The Baltimore symphony orchestra gives back
In 30 years of watching the symphony orchestra business, I’ve never seen anything quite as remarkable as the recent story in the Washington Post describing a voluntary concession, nay “donation”, of wage and benefit reductions totaling $1 million offered by the musicians of the Baltimore Symphony. Orchestra management was actually taken by surprise by the news.
The reductions in salary and pension appear to be in part, perhaps largely, the foregoing of anticipated and contractually guaranteed raises, which would have taken effect next season, but that’s a quibble. The hallowed tradition in this country is for musicians to threaten a strike until their demands are met, and then, when the orchestra falls into deep financial distress, to agree to wage and benefit concessions, which usually have to be restored in subsequent years, what is called a “back-loaded agreement”.
As a consequence, over the last twenty years more than a few orchestras in this country, including the BSO, have been on a see-saw of financial near-death experience followed by a temporary restoration of fragile financial tenuousness. Not a pretty sight to behold.

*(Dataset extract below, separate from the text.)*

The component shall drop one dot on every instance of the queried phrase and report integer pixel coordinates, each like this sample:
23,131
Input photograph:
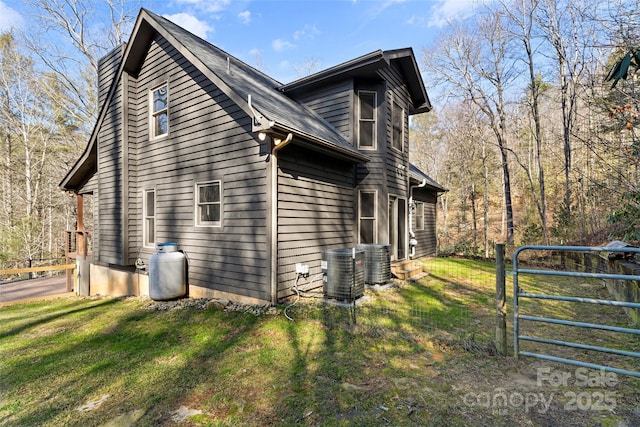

The Baltimore situation is remarkable in a number of ways. That the players agreed to do this without the prodding or threats of management is a testament not only to the constructive relationship between orchestra and management mentioned in the article, but indicates a realization on the part of the players that we are living in different times and that the old labor/management game is no longer in anyone’s best interests.
The players were also smart to offer the concessions in the form of a “challenge”, making them conditional upon the raising of matching funds. And bravo to their new Music Director Marin Alsop for putting up $50,000 early on toward that match; pretty remarkable, given the fact that the orchestra didn’t treat her hiring by the board of directors with a lot of enthusiasm. Maybe all is well on that front. She’s a fine conductor and those who were less than respectful perhaps realize that by now.
So, here’s to at least one orchestra that has embraced the idea that each musician is responsible not only for the music, but for the stability of the organization for which they play. I could have said, “by which they are employed,” but orchestras are nothing like for-profit businesses, even if they are unionized like GM or the NBA.
Musicians “earn a living” making art for an audience that isn’t willing to pay what it really costs to present, so the balance of every orchestra’s budget must be raised by other means, mostly donations, through the efforts of board and staff members, and volunteers. Not a great business model.
They work no more than 20 hours a week (one of the holy writs of the industry), though they’re expected to be prepared for every rehearsal or performance (more often than not, they are), and most of them use their free time to teach and play “gigs” of one sort or another. Compare them to, say, the large majority of poets or novelists who must pay the bills through other or indirectly related work, teaching if they’re lucky. (I still have the first and only $5 check I ever got for writing.)
Symphony orchestra musicians are indeed a privileged group, and it’s great to see that those of the BSO understand that fact.